L'antica domanda dell'animo: "Cos'è mai l'uomo?"

Fin da bambino e per tutta la vita, ricorda Francesco, “ha cercato la verità” e con la ragione “ne ha rintracciato i segni, specialmente nei campi della matematica, della geometria, della fisica e della filosofia”. “Ha fatto precocemente scoperte straordinarie” ma non si è accontentato, e in un secolo di grandi progressi scientifici, “accompagnati da un crescente spirito di scetticismo filosofico e religioso”, Blaise Pascal “si è mostrato un infaticabile ricercatore del vero”, sempre “inquieto”, attratto “da nuovi e ulteriori orizzonti”. Per questo non poteva mettere a tacere l’antica domanda nell’animo umano, riportata dal salmista: “Che cosa è mai l’uomo perché di lui ti ricordi, il figlio dell’uomo, perché te ne curi?”. “Un nulla rispetto all’infinito, un tutto rispetto al nulla” scrive in una meditazione riportata nei suoi Pensieri, insieme di “frammenti pubblicati postumi che sono le note o le bozze di un filosofo animato da un progetto teologico”.

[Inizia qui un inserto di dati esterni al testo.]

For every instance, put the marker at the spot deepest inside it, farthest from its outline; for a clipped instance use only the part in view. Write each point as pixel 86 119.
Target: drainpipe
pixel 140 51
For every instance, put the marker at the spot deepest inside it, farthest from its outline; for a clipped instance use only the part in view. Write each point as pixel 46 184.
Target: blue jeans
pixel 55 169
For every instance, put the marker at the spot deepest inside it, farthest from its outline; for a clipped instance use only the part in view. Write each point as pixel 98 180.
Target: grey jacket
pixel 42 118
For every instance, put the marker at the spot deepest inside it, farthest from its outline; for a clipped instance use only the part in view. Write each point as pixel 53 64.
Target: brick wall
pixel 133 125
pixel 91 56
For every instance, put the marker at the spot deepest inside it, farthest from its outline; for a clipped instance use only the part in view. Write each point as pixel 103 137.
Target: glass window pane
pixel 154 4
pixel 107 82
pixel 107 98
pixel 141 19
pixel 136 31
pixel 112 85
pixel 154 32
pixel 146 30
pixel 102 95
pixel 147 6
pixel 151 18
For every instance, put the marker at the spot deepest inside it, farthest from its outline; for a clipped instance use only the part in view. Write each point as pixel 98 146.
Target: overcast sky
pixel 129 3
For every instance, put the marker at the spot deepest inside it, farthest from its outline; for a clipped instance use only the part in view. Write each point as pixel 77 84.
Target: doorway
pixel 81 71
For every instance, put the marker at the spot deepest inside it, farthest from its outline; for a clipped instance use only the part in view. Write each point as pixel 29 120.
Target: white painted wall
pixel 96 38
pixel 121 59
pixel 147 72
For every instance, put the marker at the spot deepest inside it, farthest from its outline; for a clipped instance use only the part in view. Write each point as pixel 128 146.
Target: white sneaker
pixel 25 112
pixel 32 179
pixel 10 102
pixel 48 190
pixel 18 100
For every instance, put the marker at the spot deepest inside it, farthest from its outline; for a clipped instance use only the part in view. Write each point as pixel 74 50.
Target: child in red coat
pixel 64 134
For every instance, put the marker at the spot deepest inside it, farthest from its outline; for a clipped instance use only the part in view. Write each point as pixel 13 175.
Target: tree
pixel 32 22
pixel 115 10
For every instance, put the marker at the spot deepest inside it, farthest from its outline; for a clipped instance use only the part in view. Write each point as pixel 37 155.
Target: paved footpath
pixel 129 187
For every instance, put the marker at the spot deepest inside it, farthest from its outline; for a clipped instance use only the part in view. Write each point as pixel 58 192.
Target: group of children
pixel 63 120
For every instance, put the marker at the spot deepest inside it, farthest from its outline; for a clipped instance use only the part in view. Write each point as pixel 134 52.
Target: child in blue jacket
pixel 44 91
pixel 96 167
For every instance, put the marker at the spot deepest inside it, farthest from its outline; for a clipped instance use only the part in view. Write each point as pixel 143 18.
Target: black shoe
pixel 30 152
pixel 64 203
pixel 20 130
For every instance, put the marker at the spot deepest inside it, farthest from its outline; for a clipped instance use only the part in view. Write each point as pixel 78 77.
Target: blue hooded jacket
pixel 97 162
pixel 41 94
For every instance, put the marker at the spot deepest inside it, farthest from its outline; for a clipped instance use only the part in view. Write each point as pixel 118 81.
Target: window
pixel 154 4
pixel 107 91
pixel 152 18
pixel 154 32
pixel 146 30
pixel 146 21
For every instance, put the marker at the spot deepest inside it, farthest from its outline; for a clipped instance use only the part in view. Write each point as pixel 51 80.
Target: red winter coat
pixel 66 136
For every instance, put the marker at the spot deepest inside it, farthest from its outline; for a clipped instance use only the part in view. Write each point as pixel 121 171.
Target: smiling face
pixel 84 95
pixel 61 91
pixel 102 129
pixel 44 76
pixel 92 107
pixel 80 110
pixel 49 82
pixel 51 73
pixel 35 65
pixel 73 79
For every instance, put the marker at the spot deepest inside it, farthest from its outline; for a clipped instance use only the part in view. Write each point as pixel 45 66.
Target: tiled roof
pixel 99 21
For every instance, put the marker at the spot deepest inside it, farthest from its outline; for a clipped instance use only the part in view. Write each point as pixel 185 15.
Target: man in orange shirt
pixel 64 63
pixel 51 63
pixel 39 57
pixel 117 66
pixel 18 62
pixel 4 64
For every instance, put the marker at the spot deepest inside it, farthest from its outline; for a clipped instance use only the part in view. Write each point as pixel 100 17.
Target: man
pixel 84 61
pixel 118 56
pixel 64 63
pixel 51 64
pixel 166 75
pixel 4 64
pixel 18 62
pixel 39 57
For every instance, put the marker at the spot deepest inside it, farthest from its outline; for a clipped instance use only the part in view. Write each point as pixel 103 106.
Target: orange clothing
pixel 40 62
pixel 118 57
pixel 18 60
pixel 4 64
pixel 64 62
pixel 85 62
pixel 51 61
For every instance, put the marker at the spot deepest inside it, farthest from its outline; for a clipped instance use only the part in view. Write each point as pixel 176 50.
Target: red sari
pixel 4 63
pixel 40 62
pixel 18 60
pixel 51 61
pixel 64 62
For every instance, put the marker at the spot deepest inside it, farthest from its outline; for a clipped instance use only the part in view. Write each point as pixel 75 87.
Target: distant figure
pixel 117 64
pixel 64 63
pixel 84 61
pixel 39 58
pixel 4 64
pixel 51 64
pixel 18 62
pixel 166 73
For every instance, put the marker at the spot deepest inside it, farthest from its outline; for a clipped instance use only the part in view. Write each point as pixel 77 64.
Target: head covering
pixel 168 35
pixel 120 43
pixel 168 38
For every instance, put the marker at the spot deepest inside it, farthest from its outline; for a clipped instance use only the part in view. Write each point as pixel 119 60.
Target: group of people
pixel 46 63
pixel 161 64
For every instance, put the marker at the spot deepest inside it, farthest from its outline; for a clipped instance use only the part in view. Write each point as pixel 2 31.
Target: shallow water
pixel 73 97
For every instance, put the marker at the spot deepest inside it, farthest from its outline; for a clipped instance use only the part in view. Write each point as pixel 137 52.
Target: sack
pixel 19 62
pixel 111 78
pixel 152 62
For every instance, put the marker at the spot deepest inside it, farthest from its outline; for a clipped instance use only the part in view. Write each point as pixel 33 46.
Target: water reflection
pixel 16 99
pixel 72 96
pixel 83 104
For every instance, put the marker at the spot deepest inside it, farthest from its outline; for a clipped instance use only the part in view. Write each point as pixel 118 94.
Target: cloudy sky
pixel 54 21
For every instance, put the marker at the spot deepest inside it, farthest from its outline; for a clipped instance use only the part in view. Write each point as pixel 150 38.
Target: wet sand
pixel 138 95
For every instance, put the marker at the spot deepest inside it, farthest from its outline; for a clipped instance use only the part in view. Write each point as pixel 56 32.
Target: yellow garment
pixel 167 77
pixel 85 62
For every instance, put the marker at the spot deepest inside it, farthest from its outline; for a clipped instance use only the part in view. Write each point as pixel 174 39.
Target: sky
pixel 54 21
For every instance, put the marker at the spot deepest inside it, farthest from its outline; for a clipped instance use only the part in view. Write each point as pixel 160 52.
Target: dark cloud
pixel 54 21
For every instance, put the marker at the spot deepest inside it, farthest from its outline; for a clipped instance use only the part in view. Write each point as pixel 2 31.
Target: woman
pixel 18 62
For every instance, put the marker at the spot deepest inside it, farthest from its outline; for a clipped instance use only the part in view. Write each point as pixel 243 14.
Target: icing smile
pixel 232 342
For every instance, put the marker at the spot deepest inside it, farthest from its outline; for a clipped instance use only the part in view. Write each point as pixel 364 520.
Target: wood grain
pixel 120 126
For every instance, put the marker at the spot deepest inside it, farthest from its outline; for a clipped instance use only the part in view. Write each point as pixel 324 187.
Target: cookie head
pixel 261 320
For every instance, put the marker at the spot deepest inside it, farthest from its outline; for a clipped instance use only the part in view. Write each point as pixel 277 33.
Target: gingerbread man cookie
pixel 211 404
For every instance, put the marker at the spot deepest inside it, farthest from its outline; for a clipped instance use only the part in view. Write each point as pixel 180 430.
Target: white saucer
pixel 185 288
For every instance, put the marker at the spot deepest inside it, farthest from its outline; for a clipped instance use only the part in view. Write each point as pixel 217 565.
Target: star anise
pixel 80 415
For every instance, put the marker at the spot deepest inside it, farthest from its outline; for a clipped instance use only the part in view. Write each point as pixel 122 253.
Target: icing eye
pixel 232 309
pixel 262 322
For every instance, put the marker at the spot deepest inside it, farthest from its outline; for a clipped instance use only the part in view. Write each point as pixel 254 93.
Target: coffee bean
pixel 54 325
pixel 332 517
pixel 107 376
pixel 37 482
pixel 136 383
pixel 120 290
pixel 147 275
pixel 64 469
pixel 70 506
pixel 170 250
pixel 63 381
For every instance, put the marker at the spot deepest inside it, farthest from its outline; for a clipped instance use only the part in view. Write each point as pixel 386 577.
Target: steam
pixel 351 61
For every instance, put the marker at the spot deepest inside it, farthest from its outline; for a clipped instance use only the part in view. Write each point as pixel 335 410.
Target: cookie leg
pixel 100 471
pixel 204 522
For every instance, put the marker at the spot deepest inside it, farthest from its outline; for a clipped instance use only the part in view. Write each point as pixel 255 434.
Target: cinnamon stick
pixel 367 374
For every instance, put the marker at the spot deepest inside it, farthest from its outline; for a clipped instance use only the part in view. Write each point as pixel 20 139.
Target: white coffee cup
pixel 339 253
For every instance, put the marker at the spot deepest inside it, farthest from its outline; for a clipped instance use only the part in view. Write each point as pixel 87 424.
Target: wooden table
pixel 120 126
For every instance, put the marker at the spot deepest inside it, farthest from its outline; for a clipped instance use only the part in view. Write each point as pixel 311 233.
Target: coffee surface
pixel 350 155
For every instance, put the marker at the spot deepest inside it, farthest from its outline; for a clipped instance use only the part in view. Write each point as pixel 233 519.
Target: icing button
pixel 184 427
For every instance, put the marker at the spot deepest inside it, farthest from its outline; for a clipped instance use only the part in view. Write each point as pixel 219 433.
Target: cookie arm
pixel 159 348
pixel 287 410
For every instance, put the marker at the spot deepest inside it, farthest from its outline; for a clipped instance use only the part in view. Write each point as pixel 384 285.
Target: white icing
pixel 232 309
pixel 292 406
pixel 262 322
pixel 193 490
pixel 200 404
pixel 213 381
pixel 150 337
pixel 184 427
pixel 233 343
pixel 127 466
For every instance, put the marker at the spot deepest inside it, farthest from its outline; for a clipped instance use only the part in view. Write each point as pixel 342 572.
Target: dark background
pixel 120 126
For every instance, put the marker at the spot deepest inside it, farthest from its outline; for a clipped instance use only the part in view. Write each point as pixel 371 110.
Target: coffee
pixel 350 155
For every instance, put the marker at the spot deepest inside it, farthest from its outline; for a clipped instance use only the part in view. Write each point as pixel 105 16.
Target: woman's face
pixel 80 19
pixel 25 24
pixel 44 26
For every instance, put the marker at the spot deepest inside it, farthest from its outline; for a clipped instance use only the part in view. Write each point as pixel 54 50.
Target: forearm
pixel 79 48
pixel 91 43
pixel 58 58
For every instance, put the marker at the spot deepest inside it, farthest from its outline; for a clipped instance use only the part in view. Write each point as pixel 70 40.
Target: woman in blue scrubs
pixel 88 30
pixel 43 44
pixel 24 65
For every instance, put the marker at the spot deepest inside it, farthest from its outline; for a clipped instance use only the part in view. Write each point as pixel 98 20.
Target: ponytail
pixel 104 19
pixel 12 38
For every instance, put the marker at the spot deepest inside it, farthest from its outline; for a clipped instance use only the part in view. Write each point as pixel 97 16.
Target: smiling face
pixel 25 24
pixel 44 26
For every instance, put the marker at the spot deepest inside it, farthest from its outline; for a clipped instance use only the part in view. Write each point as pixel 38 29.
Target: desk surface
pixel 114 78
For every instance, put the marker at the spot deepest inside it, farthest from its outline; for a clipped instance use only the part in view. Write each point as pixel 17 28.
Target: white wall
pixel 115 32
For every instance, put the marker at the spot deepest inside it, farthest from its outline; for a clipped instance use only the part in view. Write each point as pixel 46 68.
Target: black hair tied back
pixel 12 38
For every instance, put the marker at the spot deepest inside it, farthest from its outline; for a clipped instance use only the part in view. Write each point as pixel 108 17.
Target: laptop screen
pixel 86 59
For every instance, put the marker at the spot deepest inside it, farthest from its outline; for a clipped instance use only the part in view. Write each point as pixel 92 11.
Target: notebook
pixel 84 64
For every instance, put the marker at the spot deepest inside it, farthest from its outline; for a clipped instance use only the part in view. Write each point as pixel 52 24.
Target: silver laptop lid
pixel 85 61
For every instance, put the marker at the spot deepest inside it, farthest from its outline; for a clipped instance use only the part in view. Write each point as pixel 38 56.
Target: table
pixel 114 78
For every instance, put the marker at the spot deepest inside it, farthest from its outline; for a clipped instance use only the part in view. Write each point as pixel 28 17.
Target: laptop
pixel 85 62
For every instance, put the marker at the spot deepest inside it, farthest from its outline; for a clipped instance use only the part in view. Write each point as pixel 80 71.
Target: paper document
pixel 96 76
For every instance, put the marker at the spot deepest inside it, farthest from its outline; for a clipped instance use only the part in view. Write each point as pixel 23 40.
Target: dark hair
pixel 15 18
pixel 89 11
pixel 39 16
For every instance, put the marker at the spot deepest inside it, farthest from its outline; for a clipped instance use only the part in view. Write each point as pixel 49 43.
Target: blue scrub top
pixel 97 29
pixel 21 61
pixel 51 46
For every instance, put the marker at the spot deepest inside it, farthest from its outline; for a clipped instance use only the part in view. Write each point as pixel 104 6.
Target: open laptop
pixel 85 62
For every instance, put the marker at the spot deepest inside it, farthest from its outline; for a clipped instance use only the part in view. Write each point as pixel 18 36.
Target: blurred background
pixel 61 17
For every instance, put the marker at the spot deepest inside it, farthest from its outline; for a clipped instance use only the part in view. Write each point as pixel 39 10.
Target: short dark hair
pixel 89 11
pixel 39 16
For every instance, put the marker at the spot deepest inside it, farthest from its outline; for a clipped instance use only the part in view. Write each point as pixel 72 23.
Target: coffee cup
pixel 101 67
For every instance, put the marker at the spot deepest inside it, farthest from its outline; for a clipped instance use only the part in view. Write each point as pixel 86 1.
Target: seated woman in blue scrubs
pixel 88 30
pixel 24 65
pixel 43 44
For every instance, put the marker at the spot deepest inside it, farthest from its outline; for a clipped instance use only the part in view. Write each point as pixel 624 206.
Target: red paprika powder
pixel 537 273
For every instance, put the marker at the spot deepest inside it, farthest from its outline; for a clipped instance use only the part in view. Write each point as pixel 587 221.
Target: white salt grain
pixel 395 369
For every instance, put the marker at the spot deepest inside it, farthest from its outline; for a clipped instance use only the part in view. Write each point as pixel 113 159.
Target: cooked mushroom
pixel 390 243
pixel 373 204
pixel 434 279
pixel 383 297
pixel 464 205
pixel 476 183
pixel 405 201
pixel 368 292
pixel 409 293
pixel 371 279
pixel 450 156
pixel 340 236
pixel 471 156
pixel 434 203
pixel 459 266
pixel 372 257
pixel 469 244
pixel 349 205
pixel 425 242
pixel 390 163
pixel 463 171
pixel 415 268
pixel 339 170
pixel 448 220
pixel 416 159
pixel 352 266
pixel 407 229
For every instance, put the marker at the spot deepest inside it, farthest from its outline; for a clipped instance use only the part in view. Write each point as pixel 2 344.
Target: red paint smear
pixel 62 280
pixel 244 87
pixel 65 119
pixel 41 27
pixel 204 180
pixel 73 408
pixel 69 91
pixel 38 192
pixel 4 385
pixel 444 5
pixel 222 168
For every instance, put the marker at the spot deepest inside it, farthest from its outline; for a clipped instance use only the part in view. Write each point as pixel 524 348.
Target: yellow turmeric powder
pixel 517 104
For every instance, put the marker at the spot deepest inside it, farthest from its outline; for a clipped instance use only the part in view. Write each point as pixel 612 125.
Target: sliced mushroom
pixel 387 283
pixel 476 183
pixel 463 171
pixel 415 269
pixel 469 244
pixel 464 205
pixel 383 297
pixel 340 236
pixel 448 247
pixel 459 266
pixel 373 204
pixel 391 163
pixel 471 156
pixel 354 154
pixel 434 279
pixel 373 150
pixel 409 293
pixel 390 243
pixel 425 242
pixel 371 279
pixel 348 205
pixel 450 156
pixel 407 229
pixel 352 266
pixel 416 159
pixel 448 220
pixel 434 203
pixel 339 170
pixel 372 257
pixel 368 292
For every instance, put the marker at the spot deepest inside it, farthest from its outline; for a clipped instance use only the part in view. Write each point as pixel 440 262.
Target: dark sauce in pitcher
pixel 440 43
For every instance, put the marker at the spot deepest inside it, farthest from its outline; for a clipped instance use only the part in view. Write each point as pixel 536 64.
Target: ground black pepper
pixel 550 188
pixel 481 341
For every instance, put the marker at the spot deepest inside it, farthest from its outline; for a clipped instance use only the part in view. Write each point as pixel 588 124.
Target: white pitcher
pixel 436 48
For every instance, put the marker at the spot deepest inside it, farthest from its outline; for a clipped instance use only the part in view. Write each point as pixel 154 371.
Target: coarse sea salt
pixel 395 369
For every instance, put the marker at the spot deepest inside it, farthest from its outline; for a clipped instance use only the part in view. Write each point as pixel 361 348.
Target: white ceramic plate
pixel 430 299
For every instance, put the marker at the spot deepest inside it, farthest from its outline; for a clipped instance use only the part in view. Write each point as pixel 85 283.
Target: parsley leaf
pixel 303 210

Non si chiude agli altri nemmeno nell'ultima malattia

Il suo atteggiamento di fondo, secondo il Pontefice, è di “stupita adesione alla realtà”, che lo porta ad aprirsi ad altre dimensioni del sapere ma anche alla società. Pascal, ad esempio, nel 1661, ideò a Parigi, “la prima rete di trasporti pubblici della storia, le ‘Carrozze a cinque sols’”. E nemmeno la sua conversione a Cristo, né “il suo straordinario sforzo intellettuale di difesa della fede cristiana – sottolinea Papa Francesco - hanno fatto di lui una persona isolata dal suo tempo”. Così attento ai problemi sociali da “non chiudersi agli altri nemmeno nell’ora dell’ultima malattia”. Un suo biografo riporta queste sue parole, che, commenta il Papa, “esprimono il passo conclusivo del suo cammino evangelico”: “Se i medici dicono il vero, e Dio permette che mi rialzi da questa malattia, sono deciso a non avere alcun altro impiego né altra occupazione per tutto il resto della mia vita che il servizio ai poveri”. È commuovente, scrive Francesco, che un pensatore geniale come Pascal, alla fine della vita, “non vedesse altra urgenza al di sopra di quella di mettere le sue energie nelle opere di misericordia: ‘L’unico oggetto della Scrittura è la carità’”.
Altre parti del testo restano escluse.